And identifying attributes and attribute values of the user problems to obtain possible predicates and attribute value lists, and endowing each predicate and a predicate confidence corresponding to the attribute value according to a preset rule.

First confidence, intent template confidence × entity confidence × predicate confidence.

Because the semantic retrieval based on the knowledge graph is only used, the results can not be stably obtained sometimes, in the embodiment, the results obtained by the two retrieval modes are graded and sorted by combining the legal knowledge graph with the full-text search engine, the retrieval result with the highest rank is output, and the retrieval result can be stably obtained for each problem.

As shown in fig. 5, an embodiment of the present invention provides a flowchart of a case information semantic retrieval method based on a knowledge graph, where the case information semantic retrieval method based on a knowledge graph includes:

step 1: and establishing a legal knowledge graph based on legal documents, a problem template library and retrieval based on an elastic search engine.

In some embodiments, establishing a legal knowledge graph based on a legal instrument specifically comprises: crawling criminal law documents on a Chinese referee document network, and filtering out webpage elements such as html labels and texts with irrelevant knowledge; taking legal documents in a certain time period in a certain area as linguistic data, extracting entities and attributes, and constructing a structured legal knowledge map.

In some embodiments, further comprising: constructing a basic education knowledge graph, which specifically comprises the following steps:

referring to knowledge graphs in general fields such as schema.

Determining concepts and relationships between the concepts and constraints thereof according to legal knowledge;

inviting experts and teachers in the legal field to carry out auditing and completing the body construction process;

and extracting information from the text by using a machine learning method, wherein the information comprises entity set expansion, relation extraction and the like.

By constructing the knowledge graph in various forms in the treatment field, the effective use of the knowledge graph in the treatment field is further ensured.
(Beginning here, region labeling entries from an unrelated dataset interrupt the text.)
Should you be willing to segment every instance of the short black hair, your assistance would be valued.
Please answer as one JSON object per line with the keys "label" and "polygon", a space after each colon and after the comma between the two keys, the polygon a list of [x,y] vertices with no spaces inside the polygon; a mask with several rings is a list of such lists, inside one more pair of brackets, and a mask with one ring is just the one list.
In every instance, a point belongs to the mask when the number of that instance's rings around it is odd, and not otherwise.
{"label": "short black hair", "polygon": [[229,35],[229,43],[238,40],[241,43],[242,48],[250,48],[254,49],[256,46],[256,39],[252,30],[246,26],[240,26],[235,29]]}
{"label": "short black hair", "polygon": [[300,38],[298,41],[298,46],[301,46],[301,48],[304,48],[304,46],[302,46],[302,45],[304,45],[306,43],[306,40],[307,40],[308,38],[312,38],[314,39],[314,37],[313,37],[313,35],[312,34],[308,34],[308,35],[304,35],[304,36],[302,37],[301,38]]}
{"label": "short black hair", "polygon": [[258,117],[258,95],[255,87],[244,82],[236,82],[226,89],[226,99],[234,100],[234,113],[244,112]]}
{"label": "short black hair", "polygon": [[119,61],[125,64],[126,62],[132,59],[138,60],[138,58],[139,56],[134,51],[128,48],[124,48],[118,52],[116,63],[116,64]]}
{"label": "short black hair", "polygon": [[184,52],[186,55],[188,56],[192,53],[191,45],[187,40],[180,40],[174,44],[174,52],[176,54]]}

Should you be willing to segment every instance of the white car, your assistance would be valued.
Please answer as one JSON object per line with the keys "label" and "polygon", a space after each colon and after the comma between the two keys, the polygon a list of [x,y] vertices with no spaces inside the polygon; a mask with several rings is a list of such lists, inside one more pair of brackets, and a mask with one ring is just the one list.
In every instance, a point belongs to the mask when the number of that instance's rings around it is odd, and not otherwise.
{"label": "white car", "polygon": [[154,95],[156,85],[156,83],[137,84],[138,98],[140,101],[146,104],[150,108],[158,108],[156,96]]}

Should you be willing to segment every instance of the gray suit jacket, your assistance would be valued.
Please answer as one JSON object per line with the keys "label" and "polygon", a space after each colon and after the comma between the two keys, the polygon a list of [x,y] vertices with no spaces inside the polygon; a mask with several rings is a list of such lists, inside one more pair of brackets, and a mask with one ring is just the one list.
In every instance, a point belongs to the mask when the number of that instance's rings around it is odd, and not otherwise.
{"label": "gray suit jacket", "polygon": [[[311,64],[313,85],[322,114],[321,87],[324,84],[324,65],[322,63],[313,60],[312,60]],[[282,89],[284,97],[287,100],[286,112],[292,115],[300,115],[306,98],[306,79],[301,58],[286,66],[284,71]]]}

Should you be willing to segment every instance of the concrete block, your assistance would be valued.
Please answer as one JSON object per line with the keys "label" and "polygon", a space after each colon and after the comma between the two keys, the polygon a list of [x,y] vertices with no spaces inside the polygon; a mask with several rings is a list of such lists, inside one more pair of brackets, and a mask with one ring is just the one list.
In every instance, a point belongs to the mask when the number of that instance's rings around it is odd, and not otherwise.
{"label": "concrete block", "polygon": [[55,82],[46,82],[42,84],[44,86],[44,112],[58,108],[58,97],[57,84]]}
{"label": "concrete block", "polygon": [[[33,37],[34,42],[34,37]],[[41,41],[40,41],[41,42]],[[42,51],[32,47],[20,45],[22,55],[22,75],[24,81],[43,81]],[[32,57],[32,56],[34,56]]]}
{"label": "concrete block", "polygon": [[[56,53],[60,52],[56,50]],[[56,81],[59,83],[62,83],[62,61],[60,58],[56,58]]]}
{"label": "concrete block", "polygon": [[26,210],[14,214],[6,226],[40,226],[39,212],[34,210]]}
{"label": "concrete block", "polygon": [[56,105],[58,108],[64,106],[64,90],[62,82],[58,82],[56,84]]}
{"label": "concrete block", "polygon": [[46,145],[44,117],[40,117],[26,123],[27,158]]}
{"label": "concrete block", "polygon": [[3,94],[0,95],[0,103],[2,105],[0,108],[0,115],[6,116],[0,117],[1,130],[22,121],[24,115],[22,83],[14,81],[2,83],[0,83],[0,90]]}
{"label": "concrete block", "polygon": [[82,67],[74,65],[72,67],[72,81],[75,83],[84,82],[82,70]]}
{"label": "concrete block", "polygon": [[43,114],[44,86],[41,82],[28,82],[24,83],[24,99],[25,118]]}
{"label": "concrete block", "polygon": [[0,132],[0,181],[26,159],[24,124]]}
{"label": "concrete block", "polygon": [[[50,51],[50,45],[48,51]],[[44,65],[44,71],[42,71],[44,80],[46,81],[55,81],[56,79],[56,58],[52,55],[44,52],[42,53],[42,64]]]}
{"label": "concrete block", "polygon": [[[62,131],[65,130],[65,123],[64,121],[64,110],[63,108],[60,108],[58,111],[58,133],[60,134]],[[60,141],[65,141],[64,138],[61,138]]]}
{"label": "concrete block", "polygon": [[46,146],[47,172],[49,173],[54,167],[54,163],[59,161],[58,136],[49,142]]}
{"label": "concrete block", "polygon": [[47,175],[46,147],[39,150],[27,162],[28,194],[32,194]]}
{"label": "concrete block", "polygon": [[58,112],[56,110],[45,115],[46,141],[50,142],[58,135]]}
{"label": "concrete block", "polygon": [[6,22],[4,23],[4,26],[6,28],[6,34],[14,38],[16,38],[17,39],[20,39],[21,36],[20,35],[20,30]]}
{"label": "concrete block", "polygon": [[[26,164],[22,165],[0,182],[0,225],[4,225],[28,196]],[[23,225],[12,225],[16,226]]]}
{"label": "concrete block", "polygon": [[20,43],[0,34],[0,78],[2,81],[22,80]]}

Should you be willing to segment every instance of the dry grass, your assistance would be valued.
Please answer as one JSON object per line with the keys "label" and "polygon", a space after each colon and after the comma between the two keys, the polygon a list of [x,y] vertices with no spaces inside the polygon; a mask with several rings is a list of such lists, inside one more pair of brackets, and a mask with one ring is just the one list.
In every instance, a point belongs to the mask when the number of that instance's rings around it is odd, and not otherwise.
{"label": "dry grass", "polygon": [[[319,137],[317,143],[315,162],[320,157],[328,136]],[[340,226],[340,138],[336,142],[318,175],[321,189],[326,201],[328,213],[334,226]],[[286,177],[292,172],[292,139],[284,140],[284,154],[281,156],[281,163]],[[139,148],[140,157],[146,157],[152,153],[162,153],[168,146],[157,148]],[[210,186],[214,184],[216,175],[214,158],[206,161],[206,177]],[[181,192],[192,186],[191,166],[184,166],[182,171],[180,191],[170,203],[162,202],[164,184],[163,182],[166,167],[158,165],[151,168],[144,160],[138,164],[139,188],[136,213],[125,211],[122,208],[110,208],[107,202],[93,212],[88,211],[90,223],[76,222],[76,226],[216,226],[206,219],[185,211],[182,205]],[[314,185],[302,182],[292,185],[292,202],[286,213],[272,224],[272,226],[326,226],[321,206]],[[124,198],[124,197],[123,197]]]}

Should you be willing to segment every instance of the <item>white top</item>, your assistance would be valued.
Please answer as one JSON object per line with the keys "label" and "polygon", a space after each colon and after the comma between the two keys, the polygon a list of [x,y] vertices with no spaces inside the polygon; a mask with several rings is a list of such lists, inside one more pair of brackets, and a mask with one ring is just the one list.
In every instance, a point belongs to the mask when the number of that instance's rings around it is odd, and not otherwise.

Establishing a problem template base according to the existing legal knowledge mapping, which specifically comprises the following steps: and establishing a sparql language query template corresponding to query for the relationship between the entities and the attributes in the legal knowledge graph and the multi-hop relationship between the entities. The sparql language query template correspondence is shown in table 1.
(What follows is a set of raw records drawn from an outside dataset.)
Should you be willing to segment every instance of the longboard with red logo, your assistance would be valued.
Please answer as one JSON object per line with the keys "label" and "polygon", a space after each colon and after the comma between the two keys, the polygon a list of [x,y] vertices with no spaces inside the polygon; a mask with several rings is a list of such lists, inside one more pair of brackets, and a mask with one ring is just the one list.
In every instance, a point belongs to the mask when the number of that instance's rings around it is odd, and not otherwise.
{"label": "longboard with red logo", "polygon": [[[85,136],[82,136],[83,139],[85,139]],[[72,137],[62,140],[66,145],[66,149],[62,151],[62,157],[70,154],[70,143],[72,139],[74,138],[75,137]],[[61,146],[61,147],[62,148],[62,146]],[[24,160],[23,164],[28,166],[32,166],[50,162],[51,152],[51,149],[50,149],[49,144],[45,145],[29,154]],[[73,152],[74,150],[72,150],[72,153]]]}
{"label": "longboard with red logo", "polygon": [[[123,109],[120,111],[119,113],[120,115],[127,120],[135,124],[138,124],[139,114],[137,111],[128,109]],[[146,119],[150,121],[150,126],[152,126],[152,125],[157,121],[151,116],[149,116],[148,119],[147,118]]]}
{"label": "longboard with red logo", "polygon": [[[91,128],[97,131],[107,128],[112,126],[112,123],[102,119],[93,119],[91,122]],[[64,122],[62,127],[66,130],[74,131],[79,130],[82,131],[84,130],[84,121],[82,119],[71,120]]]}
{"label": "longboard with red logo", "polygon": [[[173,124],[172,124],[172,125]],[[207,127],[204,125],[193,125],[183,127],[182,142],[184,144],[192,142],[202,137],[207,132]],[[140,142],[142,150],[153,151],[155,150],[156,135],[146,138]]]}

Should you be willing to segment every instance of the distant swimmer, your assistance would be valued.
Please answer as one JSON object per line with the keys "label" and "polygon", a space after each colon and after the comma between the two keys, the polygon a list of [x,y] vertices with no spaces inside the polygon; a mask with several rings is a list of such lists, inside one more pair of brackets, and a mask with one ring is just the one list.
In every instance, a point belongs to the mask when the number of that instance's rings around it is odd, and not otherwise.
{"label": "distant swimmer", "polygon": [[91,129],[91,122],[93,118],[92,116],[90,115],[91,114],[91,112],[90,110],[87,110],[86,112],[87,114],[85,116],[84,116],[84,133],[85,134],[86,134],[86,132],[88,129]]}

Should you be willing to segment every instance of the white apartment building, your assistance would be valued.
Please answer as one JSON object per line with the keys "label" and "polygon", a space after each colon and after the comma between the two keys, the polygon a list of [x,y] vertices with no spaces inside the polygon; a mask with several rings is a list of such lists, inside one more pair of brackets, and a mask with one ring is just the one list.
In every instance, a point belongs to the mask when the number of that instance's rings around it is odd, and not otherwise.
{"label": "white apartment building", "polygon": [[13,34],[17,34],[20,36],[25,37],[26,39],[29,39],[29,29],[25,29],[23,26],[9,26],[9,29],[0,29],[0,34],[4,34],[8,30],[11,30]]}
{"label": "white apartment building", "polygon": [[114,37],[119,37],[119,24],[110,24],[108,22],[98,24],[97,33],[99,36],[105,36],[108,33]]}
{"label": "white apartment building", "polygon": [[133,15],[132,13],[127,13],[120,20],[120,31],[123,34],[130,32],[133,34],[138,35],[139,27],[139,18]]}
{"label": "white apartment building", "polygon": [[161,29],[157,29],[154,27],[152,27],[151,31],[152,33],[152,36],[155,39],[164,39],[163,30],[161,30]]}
TABLE 1 spark ql language query template correspondences

In some embodiments, establishing the search based on the elastic search engine specifically includes:

an extensible open source full text search and analysis engine elastic search is set up, and the elastic search provides a distributed full text search engine with multi-user capability so as to support instant query and retrieval of massive texts.

And adding the triple into the elastic search index according to the elastic search index format.

Step 2: spelling error correction is carried out on the user input problem;

most data in the legal field are unsupervised data, and manual labeling is time-consuming and labor-consuming, so that the unsupervised method is selected for spelling error correction. The Chinese spelling error correction is realized by combining an n-gram language model and a confusion set.

As shown in fig. 6, the error correction method specifically includes: acquiring a user problem, and using a word segmentation tool to combine with a user-defined dictionary to segment words to obtain a word segmentation text; outputting word-level replacement candidate sentences for individual words using a word-level obfuscation set; outputting wrong word correction candidate sentences based on the trained n-gram language model; and through word-pronunciation conversion, word-level confusion is used for words to gather and output error word correction candidate sentences, and an error correction result is output based on n-gram language model scoring.

And step 3: performing word segmentation, part of speech tagging and entity attribute identification on question sentences, and specifically comprising the following steps:

for the attribute names and the entity names, all the entity names and the attribute names are added into a custom segmentation dictionary to ensure correctness, and the custom segmentation dictionary comprises an attribute synonym dictionary, a type synonym matching dictionary and the like.

Two entities, entities and attribute values are retrieved by a general search engine (e.g., a necessity search engine), and characters appearing between entities and attributes are used as an attribute synonym dictionary.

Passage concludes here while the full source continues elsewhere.